Tian Shan – oh man: now in my Top-100!

Howdy folks!

Oh no! Summer’s nearly over! So I’d better start winding up these here tales from the Kyrgyz side – our Tian Shan expedition across glaciers and along ‘trains‘ of glacial rubble, aka – what I did this summer…

Now, I have a list of what are, to me, the 100 most beautiful, most fantastic places on the planet – both natural and man-made. It contains waterfalls, lakes, caves, deserts, volcanoes/volcanism, multicolored rock formations, deep canyons, Patagonias and Galapagos islands. And a lot more besides. But conspicuously absent from the list are mountains…

Well now the time has come to correct such negligence…
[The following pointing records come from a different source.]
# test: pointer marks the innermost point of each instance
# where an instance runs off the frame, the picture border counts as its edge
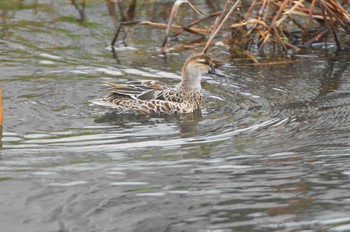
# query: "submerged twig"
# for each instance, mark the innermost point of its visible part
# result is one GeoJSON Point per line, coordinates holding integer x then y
{"type": "Point", "coordinates": [1, 108]}
{"type": "Point", "coordinates": [81, 10]}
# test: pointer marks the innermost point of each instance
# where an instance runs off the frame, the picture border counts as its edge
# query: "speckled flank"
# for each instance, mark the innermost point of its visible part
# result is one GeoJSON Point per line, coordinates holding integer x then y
{"type": "Point", "coordinates": [154, 97]}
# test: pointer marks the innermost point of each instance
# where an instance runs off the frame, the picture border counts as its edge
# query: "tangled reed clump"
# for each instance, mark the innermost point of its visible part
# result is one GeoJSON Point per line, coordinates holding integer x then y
{"type": "Point", "coordinates": [263, 24]}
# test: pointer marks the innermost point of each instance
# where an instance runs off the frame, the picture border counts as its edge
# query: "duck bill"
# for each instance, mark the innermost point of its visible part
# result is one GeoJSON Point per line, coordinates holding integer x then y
{"type": "Point", "coordinates": [216, 72]}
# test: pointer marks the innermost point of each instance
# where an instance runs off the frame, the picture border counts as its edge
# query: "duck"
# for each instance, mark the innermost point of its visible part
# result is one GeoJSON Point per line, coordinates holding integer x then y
{"type": "Point", "coordinates": [156, 97]}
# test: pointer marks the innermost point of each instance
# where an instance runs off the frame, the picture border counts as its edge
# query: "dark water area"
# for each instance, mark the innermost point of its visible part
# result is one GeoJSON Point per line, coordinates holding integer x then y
{"type": "Point", "coordinates": [269, 152]}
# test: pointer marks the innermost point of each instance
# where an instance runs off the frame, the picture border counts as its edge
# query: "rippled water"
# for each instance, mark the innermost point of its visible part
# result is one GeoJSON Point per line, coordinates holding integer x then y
{"type": "Point", "coordinates": [270, 151]}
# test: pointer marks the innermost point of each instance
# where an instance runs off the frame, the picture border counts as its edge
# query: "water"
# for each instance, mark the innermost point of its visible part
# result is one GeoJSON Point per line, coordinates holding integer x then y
{"type": "Point", "coordinates": [269, 152]}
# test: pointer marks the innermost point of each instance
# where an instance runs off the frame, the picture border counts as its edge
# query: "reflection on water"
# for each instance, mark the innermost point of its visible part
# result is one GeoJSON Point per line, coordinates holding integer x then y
{"type": "Point", "coordinates": [269, 151]}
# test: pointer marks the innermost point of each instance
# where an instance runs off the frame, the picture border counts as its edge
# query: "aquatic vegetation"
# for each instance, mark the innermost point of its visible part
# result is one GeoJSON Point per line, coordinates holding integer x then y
{"type": "Point", "coordinates": [258, 25]}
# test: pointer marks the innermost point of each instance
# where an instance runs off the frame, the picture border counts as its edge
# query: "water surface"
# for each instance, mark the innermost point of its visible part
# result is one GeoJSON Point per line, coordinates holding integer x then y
{"type": "Point", "coordinates": [269, 152]}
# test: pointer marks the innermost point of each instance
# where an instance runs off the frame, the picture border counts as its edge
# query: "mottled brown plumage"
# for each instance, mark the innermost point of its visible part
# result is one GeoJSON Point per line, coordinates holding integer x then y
{"type": "Point", "coordinates": [154, 97]}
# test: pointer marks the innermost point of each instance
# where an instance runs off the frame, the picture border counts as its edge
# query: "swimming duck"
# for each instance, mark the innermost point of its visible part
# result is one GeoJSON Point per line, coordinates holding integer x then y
{"type": "Point", "coordinates": [155, 97]}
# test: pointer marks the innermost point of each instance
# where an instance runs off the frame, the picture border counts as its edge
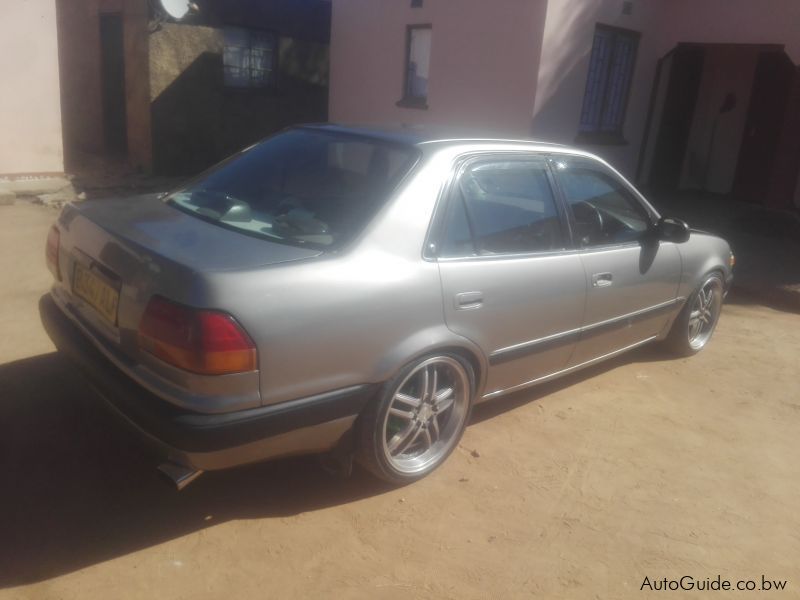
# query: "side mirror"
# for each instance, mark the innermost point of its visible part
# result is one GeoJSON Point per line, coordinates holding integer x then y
{"type": "Point", "coordinates": [672, 230]}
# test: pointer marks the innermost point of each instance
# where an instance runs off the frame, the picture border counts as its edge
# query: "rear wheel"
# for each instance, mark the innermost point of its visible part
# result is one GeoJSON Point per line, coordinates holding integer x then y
{"type": "Point", "coordinates": [694, 326]}
{"type": "Point", "coordinates": [417, 420]}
Accordingly, herewith, I put forward the candidacy of Tian Shan, Engilchek Glacier and the landscapes that surround them, for entry into my Top-100 List of the Most Beautiful Places in the World.

The glacier is reeaaal long – some 60km+ – and we covered almost all 60 (apart from the last 10 up where the glacier starts). But the glacier really starts up on the very highest slopes of the mountains – around 6000-8000 meters up! But there was no way we’d be rock climbing so high: we were, after all, a group of mere-mortal office plankton taking a leisurely, albeit it rather extreme and unusual, ‘stroll’ :).

Read on: Around the glacier in ten days…

Tian Shan: No place for an old man – besides Merzbacher.

Inylchek Glacier is 60 kilometers long, which, for the average normally-office-bound tourist is plenty enough :).

During our Tian Shan expedition, our general direction was steadily up the right-hand slope of the southern sleeve of the glacier. But there were exceptions – one having been our one-day march across the glacier to Merzbacher Lake. And, oh, what a splendid march it was!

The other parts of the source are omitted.